Confessions from the Audition Room

I'm here at the audition table with two producers, casting assistant and the reader. If you're wondering what's going on in the minds of those intimidating faces, waiting for you to leave it all out there in a cold room, well here it is.

We're not without heart. Actors come in and many leave everything out there. I recognize they have to become incredibly vulnerable and I'm sensitive to that.

Part of me wants to set you at ease when you walk in, and I might even joke a bit. But probably not, unless it's after lunch and we've gotten a bit goofy. But since this is an audition, I want to see how you might react to awkwardness-- to the pressure of the set. So setting you at ease might not reveal how you'll handle that. So I might not say anything and not even smile. Later, on the set, I'll do everything I can to set you at ease.

One thing we do is to ask you if you have any questions about the character or the sides you're about to read. Most don't. But the actors who do come in with a good question, give a strong impression-- they're interested in the part... they've taken some ownership to find out more. I like that.

Here's my biggest note to all actors in auditions: Calm down. Since we decide on just a few lines, you want to pour in to it all the emotion you want us to know you have. What results is a way-over-the-top reading. Today, we read 40 people. I'd say 30 of them were way too big. My most common direction during the audition is to ask them to read faster, flatter, simply to try and bring it down.

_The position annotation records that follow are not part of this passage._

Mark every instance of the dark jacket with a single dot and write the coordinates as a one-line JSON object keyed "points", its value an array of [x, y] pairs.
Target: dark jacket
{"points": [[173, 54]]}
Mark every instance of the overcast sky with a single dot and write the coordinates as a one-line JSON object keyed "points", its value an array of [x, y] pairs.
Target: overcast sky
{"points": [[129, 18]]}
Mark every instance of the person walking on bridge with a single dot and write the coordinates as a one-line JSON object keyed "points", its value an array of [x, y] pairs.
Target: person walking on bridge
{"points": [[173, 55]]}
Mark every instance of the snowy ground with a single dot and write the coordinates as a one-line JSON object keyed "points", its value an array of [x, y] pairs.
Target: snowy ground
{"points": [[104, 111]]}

BTW, what I like to do is test your acting abilities, by giving you a totally different emotion to play the scene you just read. instead of anger, which may be the way it was written, do it this time playing pain.

Nervous? Well that's okay. Out of the 40 people, there was ONE who KNOCKED OUR SOCKS OFF. And her hands were shaking. That's okay. Just don't draw any attention to it.

Some no-no's. Don't be late. Don't complain if you had to wait. (No one waited more than a few minutes today because we were ahead, although I'm writing this while we wait for the last person of the day who is late).

Just remember, you could be the best actor of the day and just not have the right look. And there's sometimes when someone with a different look actually makes me rethink the role. You never know.

Sometimes, an actor's audition will be short because they nailed it and I have nothing left to see from them. Other times, they're a strong possibility and I work them over and over to see if they can make it.

There have been times that someone was not the right look in the audition, but because they so impressed me, I cast them in a future project or in a different role. Actually, this has happened a lot. So remember, the role your auditioning is misleading-- you're also auditioning for the director for all future stuff as well.

Another long day in the audition room in NYC.